Yes, "AI" is coming for your job... but not like that

Erik Johnson
Oct 7, 2024

AI is on the rise and with it, fears of massive job losses. But if job losses happen, it won’t be because of sentient robots taking over tasks from humans. Instead, it will be for reasons more mundane, yet scarier.Let’s start with how these models actually work:

I. How these “AI” models work (more or less)

  1. Ingest training data
    First you need data - lots and lots of data. AI companies are very cagey about the specifics of their models, but they require *petabytes* (thousands of terabytes / millions of gigabytes) to be ingested and stored. Primarily this data is acquired by scraping whatever is freely available on the internet and augmented by private or purchased data stores. This data is then vectorized - strings are turned into numbers - and stored in complicated thousand-dimensional structures.

  2. Supervised training
    Once you have your data, you need humans to train it. An example of training is having humans mark examples and non-examples - think of CAPTCHA questions requiring you to choose squares which contain cats.

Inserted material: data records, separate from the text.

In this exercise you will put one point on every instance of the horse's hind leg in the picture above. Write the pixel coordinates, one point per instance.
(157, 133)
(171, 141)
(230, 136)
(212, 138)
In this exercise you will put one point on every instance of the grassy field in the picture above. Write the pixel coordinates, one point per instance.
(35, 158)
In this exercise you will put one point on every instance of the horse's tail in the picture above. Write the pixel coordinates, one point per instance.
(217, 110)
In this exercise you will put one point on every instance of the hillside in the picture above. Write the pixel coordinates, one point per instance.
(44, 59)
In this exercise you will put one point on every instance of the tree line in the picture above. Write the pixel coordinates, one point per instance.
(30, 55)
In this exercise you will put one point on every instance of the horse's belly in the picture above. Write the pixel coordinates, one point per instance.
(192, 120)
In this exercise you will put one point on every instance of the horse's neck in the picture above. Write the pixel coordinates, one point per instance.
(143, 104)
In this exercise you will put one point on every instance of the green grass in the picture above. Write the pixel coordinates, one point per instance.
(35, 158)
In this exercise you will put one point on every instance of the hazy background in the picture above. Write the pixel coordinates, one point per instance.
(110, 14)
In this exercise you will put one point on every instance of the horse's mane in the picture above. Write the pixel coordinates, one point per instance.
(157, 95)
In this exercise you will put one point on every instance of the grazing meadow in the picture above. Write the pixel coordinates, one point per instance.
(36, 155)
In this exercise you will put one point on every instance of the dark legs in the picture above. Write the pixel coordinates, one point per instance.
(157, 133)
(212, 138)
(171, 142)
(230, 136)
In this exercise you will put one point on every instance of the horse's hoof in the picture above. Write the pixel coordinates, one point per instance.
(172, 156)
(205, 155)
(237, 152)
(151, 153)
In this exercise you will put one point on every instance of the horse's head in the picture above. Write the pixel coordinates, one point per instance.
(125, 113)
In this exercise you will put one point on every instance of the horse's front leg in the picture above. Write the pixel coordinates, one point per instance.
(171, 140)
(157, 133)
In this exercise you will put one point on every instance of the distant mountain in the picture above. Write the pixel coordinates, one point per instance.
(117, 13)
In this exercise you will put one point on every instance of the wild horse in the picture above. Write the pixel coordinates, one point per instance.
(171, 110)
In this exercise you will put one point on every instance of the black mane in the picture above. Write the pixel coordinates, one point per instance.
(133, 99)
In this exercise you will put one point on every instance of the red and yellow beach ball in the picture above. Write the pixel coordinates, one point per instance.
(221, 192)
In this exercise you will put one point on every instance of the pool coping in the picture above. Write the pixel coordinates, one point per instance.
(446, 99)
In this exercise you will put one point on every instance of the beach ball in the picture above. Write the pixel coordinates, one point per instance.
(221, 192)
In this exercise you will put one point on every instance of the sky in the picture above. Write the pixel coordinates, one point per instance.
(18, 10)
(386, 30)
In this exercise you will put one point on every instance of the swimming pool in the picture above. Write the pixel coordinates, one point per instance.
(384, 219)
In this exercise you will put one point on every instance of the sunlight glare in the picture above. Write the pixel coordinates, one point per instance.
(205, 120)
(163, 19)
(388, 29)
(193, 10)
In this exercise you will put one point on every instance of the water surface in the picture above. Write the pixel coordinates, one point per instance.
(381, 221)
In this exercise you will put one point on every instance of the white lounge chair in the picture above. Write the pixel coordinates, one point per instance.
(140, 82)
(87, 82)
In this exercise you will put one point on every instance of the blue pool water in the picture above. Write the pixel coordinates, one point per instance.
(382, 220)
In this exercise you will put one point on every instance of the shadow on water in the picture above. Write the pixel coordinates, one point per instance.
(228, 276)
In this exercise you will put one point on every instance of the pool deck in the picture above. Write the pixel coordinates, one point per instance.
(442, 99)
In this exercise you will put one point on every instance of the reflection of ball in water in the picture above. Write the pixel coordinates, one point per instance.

    Humans also craft responses to prompts. So you have teams of people creating prompts and responses - for example, for the prompt “What is a cat?”, a person might write “A cat is a four-legged feline that is typically kept as a pet” and that response is vectorized and stored in the LLM as closely related to the input string.

    Once there is enough labeled data and sample responses, you can have the LLM generate a prompt, generate a set of sample responses, and have the human trainer rank or rate those responses. For example, “What do cats eat?” could generate the responses: “Cats are carnivores who eat a variety of foods like rodents, fish, and others”, “Cats are domesticated pets who largely eat dry kibble or wet food”, “Cats eat lasagna”, and “Cats eat soft beds”, to which a human might rate these answers as “excellent”, “good”, “Bad - this is true for a specific fictional cat named Garfield, but not cats in general” and “Awful”.

    On this step, note that the models are reliant on a large number of human trainers and that the model is only improving on “human time”. 
  1. Unsupervised Training
    Once you have enough labeled data, sample responses, and rankings or ratings of those responses, then the fun starts. You can train a reward model that predicts how well a computer-generated response would be scored by a human trainer. Then you have your model sample a prompt, generate a set of responses, then score those responses. Now this is where the magic happens. You’re working on computer time and can do millions and millions of cycles of prompt, response, score, update model - this is the kind of computation that allowed computers to conquer competitive games like Chess and Go!

    Of course, it’s not quite that easy. Unlike those games, there is no objective measure for whether a response is “good”. So you still will want to dip in, assess the results with human evaluators, and re-train areas where the model goes astray or to improve capabilities for specific types of responses. 

But what’s key to note is that at no point is the model “learning” concepts - it’s learning to predict which outputs are likely to go with which inputs. These models are engaging in pattern-matching, not deliberate thought. (for an expanded look at this, see Two Thought Experiments on AI)

II. When are these models useful?

  1. You want natural-language processing, either parsing human-entered input or producing human-readable output. 
    These models are pretty good at parsing input, but are excellent at producing human-like output. This can actually be a danger, because the models produce output that sounds plausible, regardless of its accuracy - more on this later.

  2. The correct body of data exists in the training set.
    If there’s a large body of known knowledge about a topic, and that body of knowledge is on the internet (aka likely to have been scraped), then there’s a good chance you’ll get a useful result. 
  1. You know enough to catch and fix errors (or the task is not high-stakes)
    Of course, there’s no guarantee of a correct result, so you’ll need to have the knowledge to error-check the plausible-seeming output, or it has to be something where you don’t particularly care how accurate the result is (for example, generating lorem-ipsum style copy that will be rewritten later). Many high-profile AI fails come from skipping this step.
  2. You can gain significant efficiencies.
    Reading documentation or doing research can take more time than using an LLM “copilot”. I’ve found these models not to be useful when writing articles because the output is so generic that I delete it and start over. However, sometimes generating that initial draft or outline can save many hours of agonizing over a blank page. 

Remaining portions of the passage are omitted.